Die drohende Kriegsgefahr wird in der dritten Woche nach dem Attentat von Sarajevo im Teckboten durchaus erwähnt. Auch über die italienische Mobilmachung diskutiert die Kirchheimer Zeitung vom Mittwoch,

Andreas Volz

15. Juli 1914, ausführlich. Aber dabei geht es nicht – wie aus heutiger Sicht zu erwarten wäre – um den österreichisch-serbischen Konflikt. Vielmehr hängt die italienische Mobilisierung „mit der neuen Wendung der Dinge in Albanien“ zusammen.
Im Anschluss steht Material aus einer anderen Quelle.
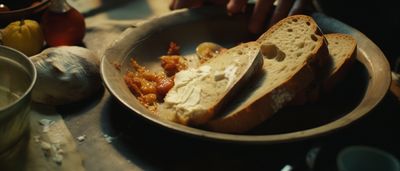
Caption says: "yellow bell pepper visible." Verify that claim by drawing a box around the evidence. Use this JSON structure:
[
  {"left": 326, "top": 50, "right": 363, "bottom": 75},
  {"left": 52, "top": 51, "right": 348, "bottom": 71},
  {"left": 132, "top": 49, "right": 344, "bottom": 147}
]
[{"left": 2, "top": 20, "right": 44, "bottom": 56}]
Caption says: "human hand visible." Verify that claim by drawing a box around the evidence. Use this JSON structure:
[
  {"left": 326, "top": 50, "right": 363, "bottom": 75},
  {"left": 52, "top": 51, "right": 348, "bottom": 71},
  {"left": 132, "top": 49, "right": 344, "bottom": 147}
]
[{"left": 170, "top": 0, "right": 314, "bottom": 34}]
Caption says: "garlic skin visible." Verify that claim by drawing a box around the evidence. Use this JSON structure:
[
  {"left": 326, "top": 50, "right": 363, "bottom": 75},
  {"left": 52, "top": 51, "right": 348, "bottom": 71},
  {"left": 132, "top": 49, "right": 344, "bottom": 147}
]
[{"left": 31, "top": 46, "right": 102, "bottom": 105}]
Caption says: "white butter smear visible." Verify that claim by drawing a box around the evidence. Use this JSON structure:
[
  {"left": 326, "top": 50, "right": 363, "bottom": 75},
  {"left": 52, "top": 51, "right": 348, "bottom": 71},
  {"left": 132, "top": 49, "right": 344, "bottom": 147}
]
[
  {"left": 164, "top": 61, "right": 239, "bottom": 115},
  {"left": 164, "top": 65, "right": 211, "bottom": 114}
]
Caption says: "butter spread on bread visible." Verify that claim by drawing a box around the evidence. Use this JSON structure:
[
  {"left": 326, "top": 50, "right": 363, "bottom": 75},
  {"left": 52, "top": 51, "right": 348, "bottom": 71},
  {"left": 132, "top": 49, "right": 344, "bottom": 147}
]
[
  {"left": 206, "top": 15, "right": 328, "bottom": 133},
  {"left": 157, "top": 42, "right": 264, "bottom": 125}
]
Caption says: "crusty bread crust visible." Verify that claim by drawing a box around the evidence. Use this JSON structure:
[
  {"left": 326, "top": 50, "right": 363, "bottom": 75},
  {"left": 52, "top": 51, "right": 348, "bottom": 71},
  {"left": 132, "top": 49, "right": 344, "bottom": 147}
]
[
  {"left": 289, "top": 33, "right": 357, "bottom": 105},
  {"left": 322, "top": 33, "right": 357, "bottom": 93},
  {"left": 206, "top": 15, "right": 328, "bottom": 133}
]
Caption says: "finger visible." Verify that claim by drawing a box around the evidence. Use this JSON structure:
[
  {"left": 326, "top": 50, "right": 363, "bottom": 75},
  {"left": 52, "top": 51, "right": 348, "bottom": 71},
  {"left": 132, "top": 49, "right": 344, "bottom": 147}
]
[
  {"left": 268, "top": 0, "right": 294, "bottom": 27},
  {"left": 169, "top": 0, "right": 176, "bottom": 10},
  {"left": 226, "top": 0, "right": 247, "bottom": 13},
  {"left": 289, "top": 0, "right": 315, "bottom": 15},
  {"left": 249, "top": 0, "right": 274, "bottom": 33},
  {"left": 173, "top": 0, "right": 203, "bottom": 9}
]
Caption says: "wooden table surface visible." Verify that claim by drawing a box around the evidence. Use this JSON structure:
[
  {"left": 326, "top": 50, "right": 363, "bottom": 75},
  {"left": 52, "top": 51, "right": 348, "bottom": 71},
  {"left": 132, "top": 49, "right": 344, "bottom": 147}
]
[{"left": 57, "top": 0, "right": 400, "bottom": 171}]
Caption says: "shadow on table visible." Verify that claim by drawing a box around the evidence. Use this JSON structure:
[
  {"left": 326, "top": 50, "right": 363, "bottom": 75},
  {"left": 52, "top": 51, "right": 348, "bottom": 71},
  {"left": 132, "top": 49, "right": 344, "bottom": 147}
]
[
  {"left": 102, "top": 89, "right": 400, "bottom": 170},
  {"left": 83, "top": 0, "right": 155, "bottom": 20}
]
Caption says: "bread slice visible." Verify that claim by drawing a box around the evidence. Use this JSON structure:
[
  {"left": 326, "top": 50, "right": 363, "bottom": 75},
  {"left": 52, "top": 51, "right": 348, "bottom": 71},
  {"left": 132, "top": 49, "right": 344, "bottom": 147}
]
[
  {"left": 157, "top": 42, "right": 264, "bottom": 126},
  {"left": 291, "top": 33, "right": 357, "bottom": 105},
  {"left": 206, "top": 15, "right": 328, "bottom": 133}
]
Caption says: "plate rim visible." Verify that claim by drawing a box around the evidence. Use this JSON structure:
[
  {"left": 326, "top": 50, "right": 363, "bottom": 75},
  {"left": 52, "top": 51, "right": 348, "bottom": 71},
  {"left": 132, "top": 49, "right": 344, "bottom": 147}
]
[{"left": 100, "top": 7, "right": 391, "bottom": 144}]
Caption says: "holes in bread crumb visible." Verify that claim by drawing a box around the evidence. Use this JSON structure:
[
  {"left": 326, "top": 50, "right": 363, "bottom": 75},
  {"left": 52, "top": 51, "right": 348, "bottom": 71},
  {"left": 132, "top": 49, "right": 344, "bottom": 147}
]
[
  {"left": 311, "top": 34, "right": 318, "bottom": 42},
  {"left": 278, "top": 65, "right": 287, "bottom": 73},
  {"left": 297, "top": 42, "right": 304, "bottom": 49}
]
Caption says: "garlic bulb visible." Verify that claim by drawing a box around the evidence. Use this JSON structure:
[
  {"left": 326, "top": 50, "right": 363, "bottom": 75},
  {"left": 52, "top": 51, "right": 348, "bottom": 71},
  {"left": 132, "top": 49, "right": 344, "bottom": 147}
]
[{"left": 31, "top": 46, "right": 101, "bottom": 105}]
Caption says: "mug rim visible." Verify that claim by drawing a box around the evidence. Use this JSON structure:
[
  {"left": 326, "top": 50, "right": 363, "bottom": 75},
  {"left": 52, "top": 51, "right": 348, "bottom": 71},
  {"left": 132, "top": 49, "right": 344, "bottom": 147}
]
[
  {"left": 0, "top": 45, "right": 37, "bottom": 112},
  {"left": 336, "top": 145, "right": 400, "bottom": 171}
]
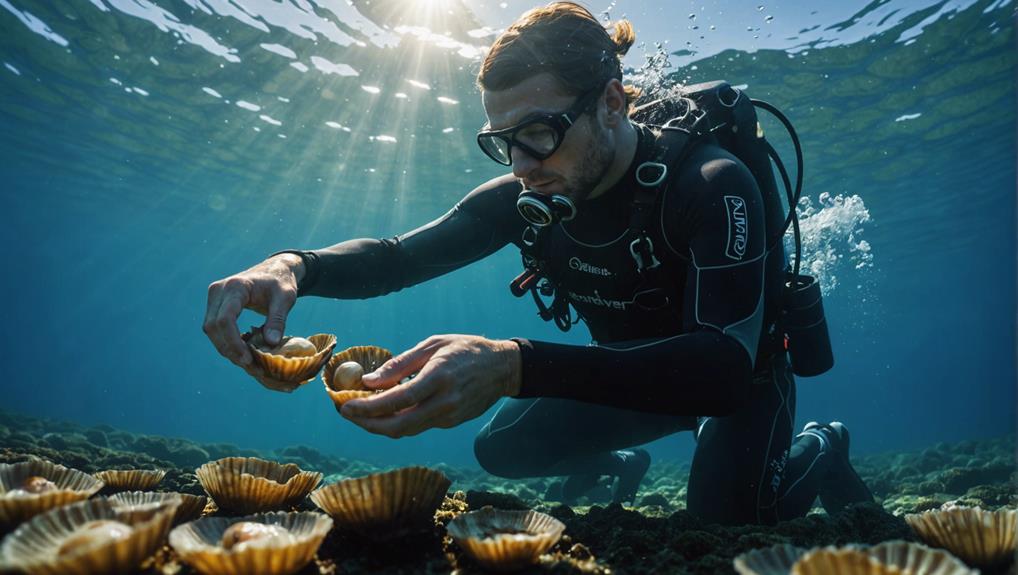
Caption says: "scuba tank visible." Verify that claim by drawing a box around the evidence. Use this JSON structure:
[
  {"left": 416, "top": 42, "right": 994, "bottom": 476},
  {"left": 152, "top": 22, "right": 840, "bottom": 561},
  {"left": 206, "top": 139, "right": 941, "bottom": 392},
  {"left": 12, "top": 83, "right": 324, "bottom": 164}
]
[
  {"left": 511, "top": 81, "right": 834, "bottom": 377},
  {"left": 631, "top": 81, "right": 834, "bottom": 378}
]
Auch in Albanien ging es um Einflusssphären benachbarter Staaten. Der Teckbote schreibt: „Man weiß, Italien ist eine der interessierten Mächte in Albanien, vor allem das Vorgehen Griechenlands mustert es immer mit doppelt scharfem Auge.“ Im Zusammenhang mit den Autonomiebestrebungen der griechischen Bevölkerung im nördlichen Epirus, der zu Albanien gehört, stellte der Teckbote vor 100 Jahren sogar einen Vergleich zum Serbien-Konflikt her: „Was liegt näher, als die Vermutung, Griechenland spielt in Epirus die Rolle Rußlands in Serbien, es hat im geheimen den gierenden Epiroten das Rückgrat gestärkt und diese haben daraufhin wieder die Offensive ergriffen.“

Auf die Mobilmachung in Italien zurückkommend, schließt der Bericht mit der Feststellung: „Die Lage in Albanien drängt zu einer Entscheidung und da will Italien auf dem Plane sein.“ Sogar das Bündnis mit Österreich-Ungarn wird vorsichtig in Frage gestellt: „Einer Festsetzung Griechenlands an der eigentlichen Adriaküste hat Italien stets den stärksten Widerstand entgegengesetzt, wie es ebenso jeder andern Macht, die dort einen Flottenstützpunkt sucht, sein Veto entgegenruft. Selbst das befreundete Oesterreich ist in seinen Augen in ­Triest schon aus rein historischen Gründen nur geduldeter Gast.“

Zum Serbien-Konflikt erfahren die Teckboten-Leser am Montag, 13. Juli 1914, Details über „die serbische Preßhetze“ gegen Österreich. Nichtserbische Bosnier werden demzufolge in der serbischen Presse als „das mohammedanische und kroatische Gesindel“ bezeichnet, den Österreichern wird – wie umgekehrt ja auch – abgesprochen, in einem „Kulturstaat“ zu leben. Und schließlich fordere eine serbische Zeitung „zum Boykott gegen die österreichischen Firmen in Belgrad, sowie gegen die österreichischen Waren auf“.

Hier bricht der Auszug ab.